В основе заболевания лежит полная или частичная недостаточность тиреоидных гормонов, приводящая к задержке развития всех органов и систем. В первую очередь у плода, а затем у новорожденного ребенка страдает от недостатка гормонов центральная нервная система.
Гипоталамо-гипофизарно-тиреоидная система плода развивается независимо от материнского влияния. Гипофиз в виде самостоятельного образования выявляется уже на 4-ой неделе беременности, дифференцировка его клеточного состава заканчивается к 20-ой неделе эмбриональной жизни. К 14-16-й неделе внутриутробного развития щитовидная железа плода способна накапливать йод и синтезировать йодтиронины. Гипофиз плода к этому времени может секретировать тиреотропный гормон (ТТГ), который синтезируется базофильными клетками передней доли гипофиза. Причиной дистенезии щитовидной железы могут быть как генетические факторы, так и факторы внешней среды. В настоящее время в отделении детской эндокринологии ЭНЦ РАМН активно изучаются молекулярно-генетичекие основы врожденного гипотиреоза.
Это заболевание является инвалидизирующим, так как приводит к соматическим осложнениям, таким как нарушение сердечно-сосудистой деятельности, изменение функционального состояния центральной нервной системы, расстройства со стороны желудочно-кишечного тракта.

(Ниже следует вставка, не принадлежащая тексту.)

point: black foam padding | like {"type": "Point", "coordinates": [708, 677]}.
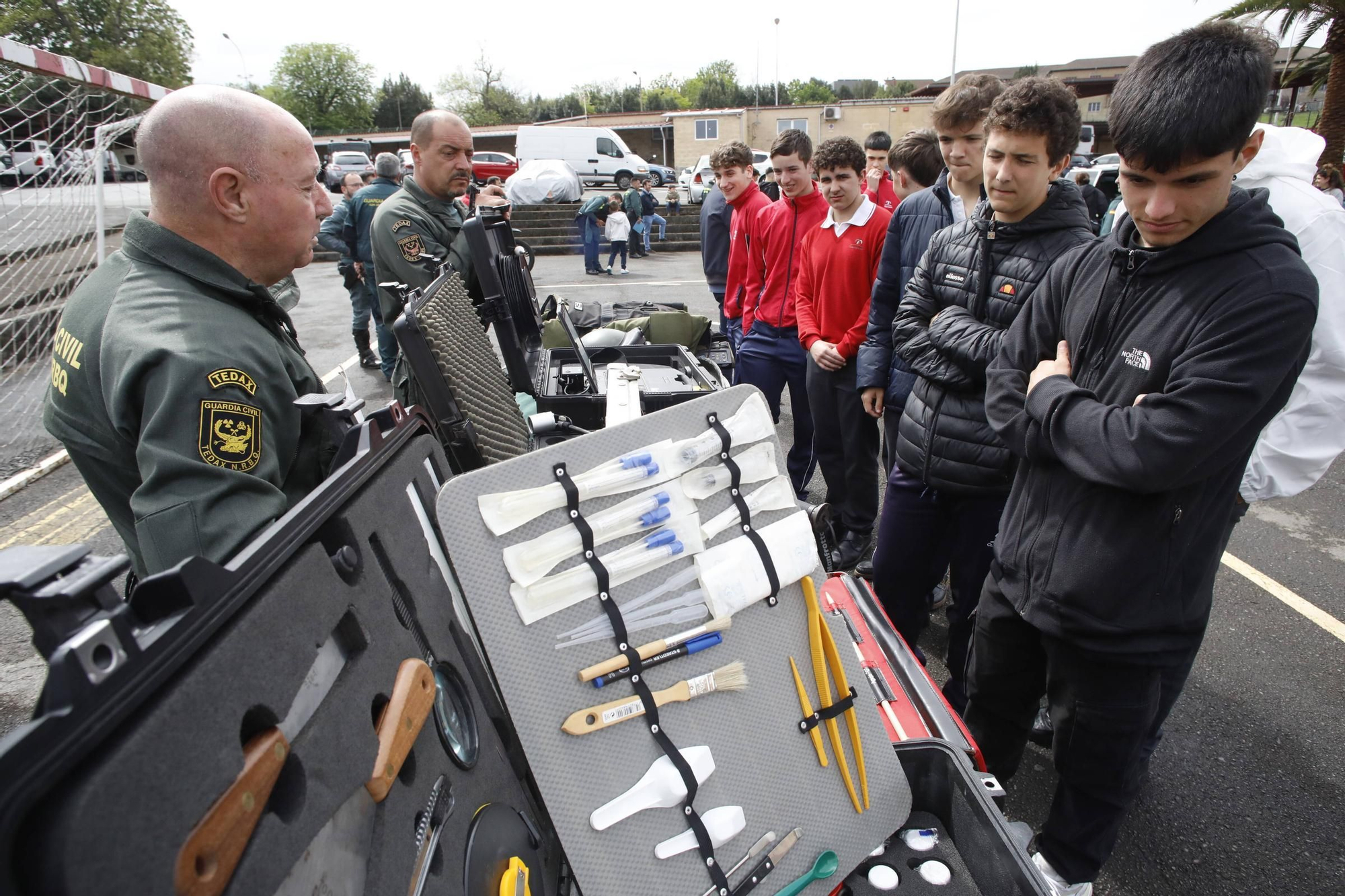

Больше других от недостатка тиреоидных гормонов у ребенка страдает центральная нервная система. Низкий уровень тиреоидных гормонов, особенно в первые месяцы жизни, приводит к задержке процессов миелинизации нервных волокон и дифференциации нервной ткани, снижает накопление липидов, гликопротеидов в нервной ткани, что в конечном итоге вызывает морфофункциональные нарушения в мембранах нейронов, проводящих путях мозга. Следствием этих патологических процессов является нарушение психофизического и речевого развития ребенка.
Установлена тесная корреляционная зависимость между сроками начала заместительной терапии и индексом физического, интеллектуального и речевого развития ребенка в дальнейшем. Благоприятное своевременное развитие можно ожидать только при начале лечения в первый месяц жизни ребенка. В последние десятилетия появилась реальная возможность массового обследования всех новорожденных на ряд врожденных заболеваний (фенилкетонурия, галактоземия, врожденнаядисфункция коры надпочечников, муковисцидоз, гомоцистинурия), и, в первую очередь, учитывая частоту встречаемости, - на врожденный гипотиреоз. Впервые скрининг на врожденный гипотиреоз был осуществлен в Канаде (Квебек) в
1973 году. В настоящее время неонатальный скриниг на ВГ – эффективный метод обследования новорожденных с целью ранней диагностики заболевания, который проводят в условиях родильного дома на четвертые сутки с момента рождения.
В медицинской литературе проблема лечения и реабилитации больных ВГ освещена подробно. В педагогической литературе расстройствам речи, просодики и моторики у детей с ВГ до сих пор уделялось недостаточное внимание. В научных работах Э.И.Ефремовой (2002-2008 г.г.) подробно освещены вопросы диагностики нарушений голоса и речи, определены направления коррекционной работы по восстановлению голосовых и моторных функций у детей с ВГ.
В настоящее время недостаточно представлена методическая литература, посвященная вопросам логопедической и психолого-педагогической работы с детьми с врожденным гипотиреозом, направленная на преодоление просодических нарушений.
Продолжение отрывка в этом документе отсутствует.